June 27, 2016 - 7:00 AM
TORONTO - Severe weather events like wildfires and floods are becoming more frequent and more difficult to predict, forcing architects and engineers to rethink how they design buildings, infrastructure and cities.
Brock Schroeder, managing director of engineering firm Entuitive, says events such as the fire in Fort McMurray, Alta., and the floods that hit Alberta in 2013 have led to changes in how structures are designed in Canada.
"You can't put major electrical infrastructure below grade in a downtown office building in Calgary anymore because of the risk of flooding," says Schroeder.
"Now that (weather events) are becoming less predictable, you need to take a more performance-based approach to how you design a city or how you design a building. It can't just be the way we've always done it before."

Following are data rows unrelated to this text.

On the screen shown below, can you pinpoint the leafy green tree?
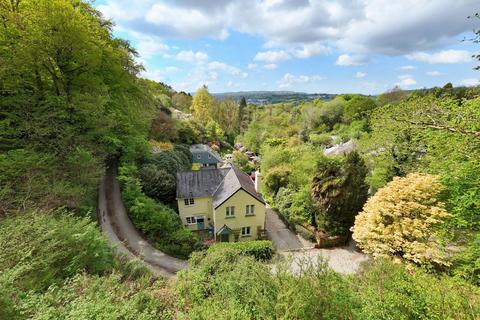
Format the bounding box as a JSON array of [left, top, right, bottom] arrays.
[[311, 152, 369, 235], [150, 111, 178, 142], [139, 164, 176, 203], [205, 119, 224, 142], [377, 86, 409, 105], [232, 151, 255, 174], [210, 97, 239, 140], [0, 0, 159, 213], [343, 95, 377, 124], [175, 120, 201, 144], [264, 165, 291, 197], [238, 96, 248, 132], [191, 85, 213, 125], [172, 91, 193, 111]]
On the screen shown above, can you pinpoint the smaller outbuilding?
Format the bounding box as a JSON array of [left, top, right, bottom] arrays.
[[190, 144, 222, 168]]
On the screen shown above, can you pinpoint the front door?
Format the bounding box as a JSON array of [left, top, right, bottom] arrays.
[[220, 233, 229, 242], [196, 217, 205, 230]]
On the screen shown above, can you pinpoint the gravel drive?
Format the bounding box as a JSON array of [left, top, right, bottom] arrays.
[[280, 242, 369, 275], [266, 207, 368, 274], [97, 165, 187, 278]]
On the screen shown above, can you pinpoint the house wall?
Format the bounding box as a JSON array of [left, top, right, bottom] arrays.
[[213, 189, 265, 242], [177, 196, 213, 230]]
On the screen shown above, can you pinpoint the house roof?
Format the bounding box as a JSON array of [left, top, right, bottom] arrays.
[[176, 165, 265, 208], [176, 168, 229, 199], [189, 144, 222, 164]]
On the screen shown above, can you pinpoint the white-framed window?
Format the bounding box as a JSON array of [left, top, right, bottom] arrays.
[[185, 215, 205, 225], [208, 154, 212, 159], [197, 154, 201, 159], [241, 226, 251, 236], [226, 206, 235, 217], [245, 204, 255, 215], [184, 198, 195, 206], [185, 216, 196, 224]]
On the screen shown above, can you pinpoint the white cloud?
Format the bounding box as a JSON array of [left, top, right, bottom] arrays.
[[98, 1, 477, 57], [145, 3, 229, 39], [396, 74, 417, 87], [400, 65, 416, 70], [140, 65, 181, 82], [207, 61, 248, 78], [355, 71, 367, 78], [141, 69, 165, 82], [247, 63, 258, 69], [426, 71, 442, 76], [292, 42, 331, 58], [254, 50, 291, 63], [135, 36, 170, 59], [278, 73, 323, 88], [406, 49, 471, 64], [461, 78, 479, 86], [227, 80, 234, 87], [176, 50, 209, 63], [336, 54, 368, 66], [263, 63, 278, 70]]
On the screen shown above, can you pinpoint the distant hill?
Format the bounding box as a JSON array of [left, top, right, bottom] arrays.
[[212, 91, 336, 105]]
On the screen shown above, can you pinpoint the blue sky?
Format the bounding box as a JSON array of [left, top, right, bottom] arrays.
[[96, 0, 480, 94]]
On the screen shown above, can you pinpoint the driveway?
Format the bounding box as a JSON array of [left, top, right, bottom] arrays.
[[97, 165, 187, 278], [265, 206, 368, 274], [280, 241, 369, 274], [265, 207, 304, 251]]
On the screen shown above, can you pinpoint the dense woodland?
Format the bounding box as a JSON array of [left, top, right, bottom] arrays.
[[0, 0, 479, 319]]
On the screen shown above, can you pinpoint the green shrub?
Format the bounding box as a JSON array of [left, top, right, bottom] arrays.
[[295, 224, 316, 242], [451, 233, 480, 285], [355, 260, 480, 319], [176, 250, 278, 319], [309, 133, 333, 146], [138, 164, 176, 203], [0, 149, 101, 213], [19, 273, 175, 320], [176, 249, 357, 320], [0, 211, 113, 292], [160, 229, 200, 260], [119, 164, 198, 259], [274, 187, 294, 218], [207, 240, 275, 261]]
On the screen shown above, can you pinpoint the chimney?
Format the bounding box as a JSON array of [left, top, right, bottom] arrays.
[[254, 170, 262, 194]]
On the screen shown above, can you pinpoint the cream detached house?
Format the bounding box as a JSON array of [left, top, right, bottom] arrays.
[[176, 166, 266, 242]]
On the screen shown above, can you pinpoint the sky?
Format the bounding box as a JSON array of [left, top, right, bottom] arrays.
[[95, 0, 480, 94]]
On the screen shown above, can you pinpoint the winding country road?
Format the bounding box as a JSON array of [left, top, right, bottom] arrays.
[[97, 165, 187, 278]]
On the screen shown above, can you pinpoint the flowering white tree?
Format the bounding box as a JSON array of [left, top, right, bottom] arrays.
[[352, 173, 450, 267]]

While some of the changes are reactive, others are proactive — for example, using computer models to predict how a structure would fare in the event of an earthquake and designing it accordingly.
Technological advancements in recent years have made it easier for architects and engineers to use computer simulations that test how a particular building would withstand floods, fires, earthquakes and wind events, says Schroeder.
This shift towards the so-called performance-based approach allows for buildings to be designed to take into account a structure's unique attributes and its surroundings — rather than adhering to the one-size-fits-all approach outlined in many building codes, says Schroeder.
While some building codes are calling for a performance-based approach, much of the change is being driven by the design community and by property owners, who are looking for structures to be resilient, says Schroeder.
"It's becoming more accelerated with the extreme weather events we're experiencing, whether it's a snow event or a fire event in Fort McMurray or even the flooding that occurred a few years ago in Toronto," says Schroeder.
"People are now asking questions like, 'How do I design my building to be more resilient?' It's becoming more difficult to put these things out of your mind when they're happening with more frequency. It's much more forefront in people's minds."
Climate change and the resiliency of cities has been a hot topic in recent weeks, particularly in the wake of the wildfire in Fort McMurray. The blaze forced nearly 90,000 people from their homes and is expected to be the costliest natural disaster in Canadian history, according to the Insurance Bureau of Canada.
Don Forgeron, the insurance bureau's president and CEO, recently said cities should begin rejecting proposed developments located near fire-prone forests or on flood plains in order to mitigate the damage from future natural disasters.
And an audit published last month by Julie Gelfand, the federal environment and sustainable development commissioner, recommended that the National Building Code be updated to take into account increasingly frequent severe weather events stemming from climate change.
"Climate change has really been the catalyst in this, and it's exposed many of the fragilities in our socioeconomic structure," says Alec Hay of Southern Harbour, a Toronto-based risk, resilience and protection planning consultancy.
While technology has made it easier for building designers to predict how a structure may fare through various weather-related events, it has also made natural disasters more costly, says Hay.
That's because, thanks to technology, the value of the operations being conducted in a building is often "orders of magnitude greater" than the value of the structure itself, says Hay.